All three members of a House panel have voted against a bill that would have removed protections for gender identity from Iowa’s Civil Rights Act.

Republican Representative John Wills of Spirit Lake sid he has problems with the law in general, but he voted to block the bill from advancing. “All people are created equal. The way I look at the civil rights code right now, it actually gives extra rights to people,” Wills said. “With that said, I don’t think that this bill is the right way to move this forward.”

Hundreds of people came to the statehouse today to oppose the bill, and chanted “trans rights are human rights” outside the committee room. Critics of the bill said it would have lead to transgender Iowans being denied housing or service at restaurants. Jocelyn Krueger of Poweshiek County told lawmakers about living in Indiana and being denied service at a grocery store.
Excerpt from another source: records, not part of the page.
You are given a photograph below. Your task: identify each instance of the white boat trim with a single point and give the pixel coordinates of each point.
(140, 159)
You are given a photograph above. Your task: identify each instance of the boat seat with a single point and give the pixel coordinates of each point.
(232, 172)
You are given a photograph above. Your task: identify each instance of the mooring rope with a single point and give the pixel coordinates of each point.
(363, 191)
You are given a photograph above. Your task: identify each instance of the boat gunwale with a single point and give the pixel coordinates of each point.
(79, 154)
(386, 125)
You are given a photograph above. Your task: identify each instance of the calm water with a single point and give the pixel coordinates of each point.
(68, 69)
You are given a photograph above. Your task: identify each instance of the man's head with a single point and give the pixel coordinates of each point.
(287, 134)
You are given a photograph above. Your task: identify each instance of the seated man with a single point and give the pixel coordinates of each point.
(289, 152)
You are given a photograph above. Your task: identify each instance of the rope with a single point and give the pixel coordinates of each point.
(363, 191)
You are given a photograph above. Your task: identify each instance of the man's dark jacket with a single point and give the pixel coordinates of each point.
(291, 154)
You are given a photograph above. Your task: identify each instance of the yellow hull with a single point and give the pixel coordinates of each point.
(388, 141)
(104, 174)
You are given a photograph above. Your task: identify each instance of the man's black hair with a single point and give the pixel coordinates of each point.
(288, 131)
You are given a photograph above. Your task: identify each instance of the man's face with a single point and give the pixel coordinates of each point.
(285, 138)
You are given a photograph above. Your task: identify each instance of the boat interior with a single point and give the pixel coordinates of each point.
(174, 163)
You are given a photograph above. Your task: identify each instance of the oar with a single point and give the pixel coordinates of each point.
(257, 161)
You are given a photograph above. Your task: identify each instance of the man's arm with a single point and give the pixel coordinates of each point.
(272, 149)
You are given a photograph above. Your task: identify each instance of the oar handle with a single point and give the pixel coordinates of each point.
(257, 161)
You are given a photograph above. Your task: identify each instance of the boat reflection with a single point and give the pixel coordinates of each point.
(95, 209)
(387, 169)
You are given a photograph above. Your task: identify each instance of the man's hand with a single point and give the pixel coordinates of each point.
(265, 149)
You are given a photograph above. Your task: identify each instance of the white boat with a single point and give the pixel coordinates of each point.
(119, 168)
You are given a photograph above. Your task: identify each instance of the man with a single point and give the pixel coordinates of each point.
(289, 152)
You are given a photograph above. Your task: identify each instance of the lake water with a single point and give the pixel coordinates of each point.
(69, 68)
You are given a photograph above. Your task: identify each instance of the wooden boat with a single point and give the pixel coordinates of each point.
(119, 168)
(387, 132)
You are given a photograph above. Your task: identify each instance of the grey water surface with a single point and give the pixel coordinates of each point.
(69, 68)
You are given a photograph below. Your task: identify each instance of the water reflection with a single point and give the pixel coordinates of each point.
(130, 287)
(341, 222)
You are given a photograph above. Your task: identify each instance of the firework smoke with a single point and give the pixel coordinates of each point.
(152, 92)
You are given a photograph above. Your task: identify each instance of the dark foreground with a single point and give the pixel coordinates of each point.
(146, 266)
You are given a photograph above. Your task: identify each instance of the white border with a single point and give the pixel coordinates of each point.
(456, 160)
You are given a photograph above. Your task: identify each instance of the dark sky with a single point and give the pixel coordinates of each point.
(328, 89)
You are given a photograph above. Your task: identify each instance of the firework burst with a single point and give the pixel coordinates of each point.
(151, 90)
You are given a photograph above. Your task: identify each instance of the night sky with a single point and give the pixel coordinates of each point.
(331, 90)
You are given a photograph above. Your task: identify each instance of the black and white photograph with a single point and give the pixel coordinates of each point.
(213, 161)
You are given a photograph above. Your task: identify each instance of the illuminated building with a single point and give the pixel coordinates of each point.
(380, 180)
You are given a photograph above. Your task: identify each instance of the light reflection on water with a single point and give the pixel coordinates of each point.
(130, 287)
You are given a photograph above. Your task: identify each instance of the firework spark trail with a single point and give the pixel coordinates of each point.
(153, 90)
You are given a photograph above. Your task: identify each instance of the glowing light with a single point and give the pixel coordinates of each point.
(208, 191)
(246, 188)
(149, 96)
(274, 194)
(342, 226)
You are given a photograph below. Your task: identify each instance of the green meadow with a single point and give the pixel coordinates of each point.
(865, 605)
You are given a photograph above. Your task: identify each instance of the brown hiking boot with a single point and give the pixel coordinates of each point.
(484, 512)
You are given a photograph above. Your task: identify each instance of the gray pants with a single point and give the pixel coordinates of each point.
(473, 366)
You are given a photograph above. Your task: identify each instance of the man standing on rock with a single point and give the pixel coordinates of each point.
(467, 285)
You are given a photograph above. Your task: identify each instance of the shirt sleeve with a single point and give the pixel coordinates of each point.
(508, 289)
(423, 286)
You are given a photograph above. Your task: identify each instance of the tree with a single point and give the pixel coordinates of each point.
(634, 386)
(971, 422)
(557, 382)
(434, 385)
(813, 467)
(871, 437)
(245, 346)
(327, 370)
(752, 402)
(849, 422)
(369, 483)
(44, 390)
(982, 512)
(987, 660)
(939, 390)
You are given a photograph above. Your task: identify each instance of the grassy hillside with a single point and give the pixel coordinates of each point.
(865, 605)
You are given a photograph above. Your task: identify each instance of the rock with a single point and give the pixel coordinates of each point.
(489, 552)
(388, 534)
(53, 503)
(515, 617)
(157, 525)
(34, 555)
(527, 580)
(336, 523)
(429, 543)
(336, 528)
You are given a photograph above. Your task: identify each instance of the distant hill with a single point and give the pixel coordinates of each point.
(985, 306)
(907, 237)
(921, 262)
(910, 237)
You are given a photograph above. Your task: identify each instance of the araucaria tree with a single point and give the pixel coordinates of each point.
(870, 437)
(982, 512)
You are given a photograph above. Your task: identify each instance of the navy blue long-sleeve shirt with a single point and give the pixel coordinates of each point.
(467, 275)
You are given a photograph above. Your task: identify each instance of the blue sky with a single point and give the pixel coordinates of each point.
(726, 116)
“I regularly faced discrimination because of my gender identity,” Krueger said, “and I was told that I was hated and that people could get away with it because gender identity was not a protected class.”

Iowa’s Civil Rights Act prohibits discrimination in employment, wages, bank loans, housing and education that’s based on a person’s race, creed, color, sex, sexual orientation, national origin, religion, ancestry, disability or gender identity. Representative Jeff Shipley, the bill’s sponsor, said the conversation about removing gender identity from that list will continue despite the bill’s defeat.

Shipley’s bill would have declared gender dysphoria a disability under Iowa law.